Morreu Glynis Johns, última sobrevivente do cinema clássico britânico e de Hollywood
Teve uma carreira prolongada por mais de 60 anos, iniciada ainda nos anos 1930. É principalmente recordada pela interpretação da mãe feminista em Mary Poppins. Completara 100 anos em Outubro.
Foi o papel de Mrs. Winifred Banks, a mãe sufragista de Mary Poppins, o oscarizado filme de 1964 protagonizado por Julie Andrews, que lhe deu fama mundial, mas Glynis Johns, nascida numa família ligada ao mundo do espectáculo, guardava como presente mais memorável da sua longa carreira uma canção, Send in the clowns, composta por Stephen Sondheim para ela interpretar em A Little Night Music, musical da Broadway que lhe garantiu um prémio Tony em 1973. Assim o repetiu em Outubro último, quando completou cem anos, a actriz que morreu esta quinta-feira, de causas naturais, na casa de repouso em Los Angeles onde vivia.

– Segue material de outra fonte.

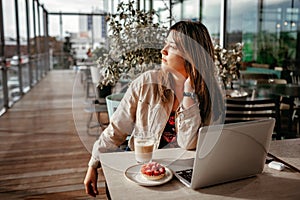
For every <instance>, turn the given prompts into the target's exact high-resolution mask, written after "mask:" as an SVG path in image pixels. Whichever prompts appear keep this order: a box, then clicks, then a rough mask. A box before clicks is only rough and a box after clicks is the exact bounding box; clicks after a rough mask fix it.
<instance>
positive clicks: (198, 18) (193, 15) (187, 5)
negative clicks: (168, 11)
mask: <svg viewBox="0 0 300 200" xmlns="http://www.w3.org/2000/svg"><path fill="white" fill-rule="evenodd" d="M182 7H183V13H182V14H183V16H182V18H183V19H188V20H193V21H197V20H199V15H200V1H198V0H186V1H183V5H182Z"/></svg>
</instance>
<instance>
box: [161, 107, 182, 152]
mask: <svg viewBox="0 0 300 200" xmlns="http://www.w3.org/2000/svg"><path fill="white" fill-rule="evenodd" d="M175 147H178V144H177V139H176V130H175V112H174V111H172V112H171V114H170V117H169V120H168V122H167V124H166V127H165V129H164V132H163V134H162V136H161V139H160V143H159V147H158V148H159V149H161V148H175Z"/></svg>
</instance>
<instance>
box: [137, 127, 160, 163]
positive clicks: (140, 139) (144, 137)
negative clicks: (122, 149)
mask: <svg viewBox="0 0 300 200" xmlns="http://www.w3.org/2000/svg"><path fill="white" fill-rule="evenodd" d="M154 143H155V137H154V135H153V134H151V133H150V132H147V131H143V132H137V133H135V134H134V152H135V159H136V161H137V162H138V163H148V162H151V161H152V155H153V148H154Z"/></svg>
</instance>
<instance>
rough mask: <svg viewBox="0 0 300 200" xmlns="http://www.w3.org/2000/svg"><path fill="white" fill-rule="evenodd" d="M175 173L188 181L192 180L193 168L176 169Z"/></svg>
mask: <svg viewBox="0 0 300 200" xmlns="http://www.w3.org/2000/svg"><path fill="white" fill-rule="evenodd" d="M176 174H178V175H179V176H180V177H182V178H184V179H185V180H186V181H188V182H189V183H191V182H192V174H193V169H186V170H180V171H176Z"/></svg>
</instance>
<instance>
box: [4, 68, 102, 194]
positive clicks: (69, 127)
mask: <svg viewBox="0 0 300 200" xmlns="http://www.w3.org/2000/svg"><path fill="white" fill-rule="evenodd" d="M73 88H74V91H73ZM83 91H84V89H83V85H82V84H81V82H80V76H79V73H75V72H74V71H72V70H66V71H57V70H54V71H50V72H49V73H48V74H47V75H46V76H45V77H44V78H43V79H42V80H41V81H40V82H39V83H38V84H37V85H36V86H34V88H33V89H32V90H31V91H30V92H29V93H27V94H26V95H25V96H24V97H23V98H22V99H21V100H20V101H18V102H17V103H16V104H15V105H14V106H13V107H12V108H10V109H9V110H8V111H7V112H6V113H5V114H4V115H3V116H1V117H0V199H94V198H90V197H89V196H88V195H86V194H85V191H84V185H83V179H84V176H85V173H86V169H87V162H88V160H89V157H90V151H91V147H92V144H93V142H94V141H95V139H96V136H89V135H87V133H86V120H87V117H88V114H87V113H85V112H84V110H83V107H84V92H83ZM95 134H96V130H95ZM98 188H99V192H100V195H99V197H97V199H106V195H105V185H104V177H103V175H100V177H99V183H98Z"/></svg>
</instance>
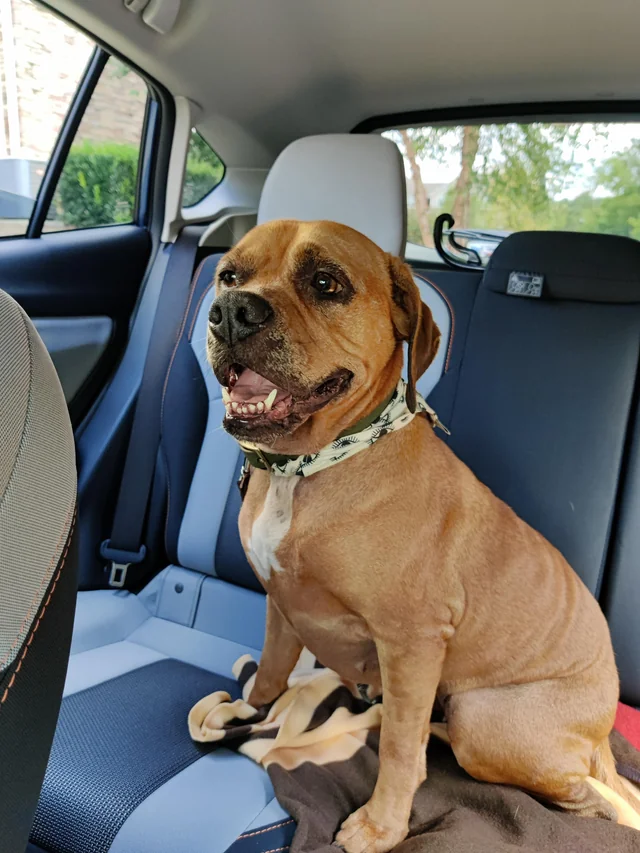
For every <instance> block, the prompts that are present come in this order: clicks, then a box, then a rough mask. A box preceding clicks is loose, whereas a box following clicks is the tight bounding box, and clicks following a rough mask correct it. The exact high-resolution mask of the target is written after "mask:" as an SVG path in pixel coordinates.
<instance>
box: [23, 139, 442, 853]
mask: <svg viewBox="0 0 640 853" xmlns="http://www.w3.org/2000/svg"><path fill="white" fill-rule="evenodd" d="M301 174H307V181H306V183H305V182H304V181H303V180H302V179H301V177H300V176H301ZM345 175H347V176H348V180H346V181H345V180H344V176H345ZM259 215H260V219H261V220H266V219H273V218H284V217H297V218H304V219H317V218H331V219H337V220H340V221H343V222H346V224H349V225H352V226H353V227H355V228H357V229H358V230H360V231H363V232H364V233H368V234H369V235H370V236H371V237H372V238H374V239H376V241H377V242H378V243H380V244H381V245H382V246H383V248H385V249H386V250H387V251H391V252H394V253H395V254H400V253H401V252H402V250H403V248H404V243H405V231H404V172H403V166H402V161H401V158H400V156H399V153H398V151H397V149H396V147H395V146H394V145H393V144H392V143H390V142H388V141H387V140H384V139H382V138H381V137H357V136H329V137H322V138H320V139H318V138H313V137H312V138H310V139H309V140H303V141H300V142H297V143H295V144H294V145H293V146H291V148H290V149H287V150H286V151H285V152H284V153H283V154H282V155H281V156H280V158H279V159H278V161H277V162H276V164H275V166H274V168H273V171H272V174H271V176H270V178H269V180H268V181H267V184H266V186H265V190H264V193H263V198H262V201H261V207H260V214H259ZM218 260H219V256H211V257H209V258H207V259H206V260H205V261H204V262H203V263H202V264H201V266H200V268H199V270H198V271H197V273H196V275H195V277H194V281H193V285H192V293H191V298H190V300H189V307H188V309H187V316H186V319H185V323H184V331H183V334H182V336H181V338H180V339H179V341H178V343H177V345H176V349H175V353H174V358H173V359H172V363H171V367H170V371H169V375H168V377H167V381H166V392H165V399H164V406H163V412H164V421H163V427H162V449H163V456H164V464H165V469H166V475H167V482H168V509H167V519H166V529H165V539H166V550H167V553H168V554H169V555H170V556H171V559H172V561H173V564H172V565H170V566H168V567H167V568H166V569H164V570H163V571H162V572H161V573H160V574H159V575H158V576H157V577H156V578H154V580H153V581H152V582H151V583H150V584H149V585H148V586H147V587H146V588H145V589H144V590H143V591H142V592H141V593H139V594H138V595H132V594H129V593H127V592H123V591H93V592H81V593H80V594H79V597H78V605H77V617H76V623H75V630H74V637H73V644H72V650H71V651H72V656H71V662H70V667H69V673H68V677H67V683H66V688H65V699H64V701H63V706H62V711H61V716H60V722H59V726H58V732H57V735H56V740H55V742H54V747H53V751H52V755H51V760H50V762H49V767H48V770H47V775H46V778H45V783H44V787H43V792H42V796H41V799H40V805H39V808H38V813H37V815H36V821H35V824H34V829H33V833H32V841H33V844H34V845H37V848H38V849H44V850H47V851H51V852H52V853H54V851H55V852H56V853H57V851H59V852H60V853H62V851H64V853H88V851H92V853H106V851H112V853H131V851H133V850H135V851H136V853H143V851H149V853H151V851H153V853H198V851H203V853H204V851H207V853H223V851H225V850H227V849H228V848H230V847H231V846H232V845H235V846H234V850H239V849H240V848H242V847H243V845H244V844H246V843H249V841H248V839H250V840H251V841H250V843H251V847H252V851H253V853H255V851H256V850H257V849H258V850H259V849H263V850H272V849H276V848H280V847H282V846H283V845H284V844H286V843H288V842H287V839H288V838H289V837H290V836H291V833H292V829H293V827H292V821H291V820H290V819H289V816H288V815H287V814H286V813H285V812H284V811H283V810H282V808H281V807H280V806H279V805H278V803H277V802H276V801H275V799H274V795H273V788H272V785H271V782H270V780H269V777H268V775H267V773H266V772H265V771H263V770H262V769H261V768H259V767H258V766H257V765H255V764H254V763H253V762H251V761H250V760H249V759H247V758H245V757H243V756H240V755H236V754H234V753H232V752H230V751H228V750H226V749H215V750H214V751H206V750H203V749H201V748H200V747H198V746H196V745H194V744H192V743H191V742H190V741H189V738H188V733H187V727H186V717H187V712H188V710H189V708H190V706H191V705H192V704H193V703H194V702H195V701H196V700H197V699H199V698H200V697H201V696H202V695H204V694H205V693H208V692H211V691H213V690H216V689H230V690H231V691H233V689H234V684H233V676H232V672H231V668H232V665H233V663H234V662H235V660H236V659H237V658H238V657H239V656H240V655H242V654H245V653H249V654H251V655H253V656H254V657H256V658H258V657H259V655H260V649H261V646H262V641H263V636H264V621H265V600H264V595H263V592H262V590H261V587H260V585H259V584H258V582H257V581H256V579H255V577H254V575H253V572H252V570H251V568H250V566H249V565H248V563H247V561H246V559H245V557H244V553H243V551H242V547H241V545H240V540H239V535H238V531H237V515H238V510H239V506H240V498H239V492H238V490H237V488H236V480H237V477H238V472H239V466H240V453H239V449H238V445H237V444H236V442H235V441H234V440H233V439H232V438H230V437H229V436H228V435H227V434H226V433H225V432H224V430H223V429H222V427H221V422H222V417H223V414H224V407H223V403H222V399H221V392H220V387H219V385H218V383H217V382H216V380H215V378H214V376H213V374H212V372H211V370H210V368H209V366H208V364H207V362H206V355H205V339H206V331H207V322H208V313H209V306H210V304H211V301H212V299H213V297H214V291H213V279H214V272H215V268H216V265H217V262H218ZM418 283H419V285H420V287H421V289H422V291H423V297H424V299H425V301H427V302H428V303H429V304H430V305H431V307H432V310H433V312H434V315H435V316H436V319H437V322H438V324H439V326H440V328H441V331H442V332H443V339H444V343H443V347H442V350H441V353H440V355H439V357H438V359H436V362H434V364H433V365H432V367H431V368H430V370H429V371H428V373H427V374H425V376H423V377H422V380H421V383H420V389H421V391H422V392H423V393H424V394H428V393H429V391H430V390H431V388H432V387H433V385H434V384H435V383H436V381H437V380H438V378H439V375H440V374H441V373H442V371H443V369H444V366H445V358H446V354H447V351H448V338H449V334H450V329H451V315H450V309H449V306H448V304H447V301H446V299H445V298H444V297H443V296H442V295H441V294H440V292H439V291H438V289H437V288H436V287H433V286H432V285H430V284H429V283H428V282H426V281H424V280H419V282H418ZM243 835H244V837H243ZM256 844H258V847H256Z"/></svg>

Nascida em 5 de Outubro de 1923 em Pretória, África do Sul, no decorrer de uma digressão da companhia teatral a que pertenciam a mãe, Alyce Steele-Wareham, pianista, e o pai, Mervyn Johns, que se tornaria nos anos 1940 uma das estrelas do cinema britânico, Glynis Johns foi actriz desde o início.

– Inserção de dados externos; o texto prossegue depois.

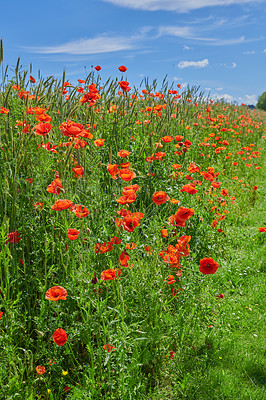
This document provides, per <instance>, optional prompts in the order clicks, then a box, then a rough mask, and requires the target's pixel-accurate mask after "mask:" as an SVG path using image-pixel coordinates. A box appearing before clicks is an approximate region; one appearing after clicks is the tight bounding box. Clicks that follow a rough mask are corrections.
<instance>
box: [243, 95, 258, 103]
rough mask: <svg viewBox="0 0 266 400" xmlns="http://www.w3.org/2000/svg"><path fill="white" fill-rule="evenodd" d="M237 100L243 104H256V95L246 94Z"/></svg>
mask: <svg viewBox="0 0 266 400" xmlns="http://www.w3.org/2000/svg"><path fill="white" fill-rule="evenodd" d="M239 101H241V102H242V103H245V104H254V105H255V104H257V96H256V95H255V94H251V95H249V94H246V95H245V98H244V100H243V101H242V99H239Z"/></svg>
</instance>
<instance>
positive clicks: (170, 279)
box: [167, 275, 175, 285]
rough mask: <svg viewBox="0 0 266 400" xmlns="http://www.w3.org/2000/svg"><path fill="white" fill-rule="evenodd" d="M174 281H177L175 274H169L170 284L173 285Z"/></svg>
mask: <svg viewBox="0 0 266 400" xmlns="http://www.w3.org/2000/svg"><path fill="white" fill-rule="evenodd" d="M173 283H175V277H174V275H168V282H167V284H168V285H172V284H173Z"/></svg>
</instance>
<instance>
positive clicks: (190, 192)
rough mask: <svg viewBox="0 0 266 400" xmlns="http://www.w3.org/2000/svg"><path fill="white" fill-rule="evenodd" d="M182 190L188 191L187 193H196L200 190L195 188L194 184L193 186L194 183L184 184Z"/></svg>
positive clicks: (187, 191) (186, 192)
mask: <svg viewBox="0 0 266 400" xmlns="http://www.w3.org/2000/svg"><path fill="white" fill-rule="evenodd" d="M180 192H186V193H189V194H195V193H197V192H198V190H197V189H195V188H194V186H192V185H184V186H183V187H182V189H181V190H180Z"/></svg>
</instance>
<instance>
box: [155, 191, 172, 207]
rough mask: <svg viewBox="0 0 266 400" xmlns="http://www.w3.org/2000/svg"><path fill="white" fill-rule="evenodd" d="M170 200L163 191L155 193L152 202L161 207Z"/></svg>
mask: <svg viewBox="0 0 266 400" xmlns="http://www.w3.org/2000/svg"><path fill="white" fill-rule="evenodd" d="M168 200H170V197H169V196H167V194H166V193H165V192H163V191H159V192H155V193H153V196H152V201H153V202H154V203H155V204H156V205H157V206H159V205H160V204H164V203H166V202H167V201H168Z"/></svg>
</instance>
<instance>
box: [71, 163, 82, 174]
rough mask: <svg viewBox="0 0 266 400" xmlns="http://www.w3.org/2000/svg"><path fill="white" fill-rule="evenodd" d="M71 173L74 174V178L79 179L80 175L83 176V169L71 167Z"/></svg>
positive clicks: (74, 167) (80, 168) (76, 166)
mask: <svg viewBox="0 0 266 400" xmlns="http://www.w3.org/2000/svg"><path fill="white" fill-rule="evenodd" d="M72 171H73V172H75V174H76V177H77V176H79V177H81V176H82V175H84V168H83V167H82V166H81V165H77V166H76V167H73V168H72Z"/></svg>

Nos anos 1990, contava ao Los Angeles Times que gostaria de ter feito mil coisas diferentes na vida, que também gostaria de frequentado a universidade e ter-se tornado cientista, mas reconhecia que é impossível ser tudo na vida, e que, de facto, o contexto em que nasceu predefiniu o que seria o seu futuro. Como é que os pais lhe recusariam a oportunidade de contracenar com Laurence Olivier, recordava, só porque a pequena Glynis tinha de ir à escola?
Actuando em palco desde a infância, enquanto dançarina e actriz, teria a sua estreia no cinema em Inglaterra, aos 15 anos, em 1938, em South Riding, realizado por Victor Saville. Ganhou protagonismo na década seguinte, através de 49th Parallel, filme de guerra de 1941, com Laurence Olivier e realizado pela dupla Emeric Pressburger e Michael Powell, ou Miranda, comédia realizada por Kenneth Annakin em que surge como protagonista, encarnando uma sereia. Notada pela crítica e erguida a estrela pelo público inglês, chamaria a atenção de Hollywood, que começaria a convocá-la regularmente para rodagens nos Estados Unidos, mas também da Broadway, em cujos cartazes passa também a figurar, e da televisão — em 1963, chega mesmo a ter seu próprio programa no pequeno ecrã, Glynis, na CBS.
Um ano depois, estreava o filme pelo qual é mais recordada, Mary Poppins, a produção da Disney sobre uma peculiar ama, interpretada por Julie Andrews, em que Glynis surge no papel da mãe feminista, liberal na educação dos filhos. Mary Poppins foi um estrondoso sucesso no seu tempo e atravessou as décadas como um clássico intemporal. Uma década depois, em 1973, Sondheim compôs para ela o Send in the clowns de que tanto se orgulhava, no contexto do espectáculo A Little Night Music, pelo qual foi coberta de elogios. Não os suficientes, porém, para garantir o papel da respectiva adaptação cinematográfica – seria Elizabeth Taylor a escolhida para Música Numa Noite de Verão, estreado em 1977.
A actriz que, ao longo das suas mais de seis décadas de carreira, contracenou com Robert Mitchum, Deborah Kerr, Laurence Olivier ou Richard Burton, apareceu pela última vez no grande ecrã em Enquanto Dormias (1995), de John Turteltaub, com Sandra Bullock e Bill Pullman, e em Superstar (1999), de Bruce McCulloch, com Molly Shannon e Will Ferrell.
Em comunicado, o seu manager descreveu Glynis Johns como uma actriz que “abriu caminho na vida com inteligência, sagacidade e amor pelo espectáculo, tocando milhões de vidas”. Acrescentou: "Hoje é um dia sombrio para Hollywood. Não só lamentamos o falecimento da nossa querida Glynis, como o fim da idade de ouro de Hollywood”.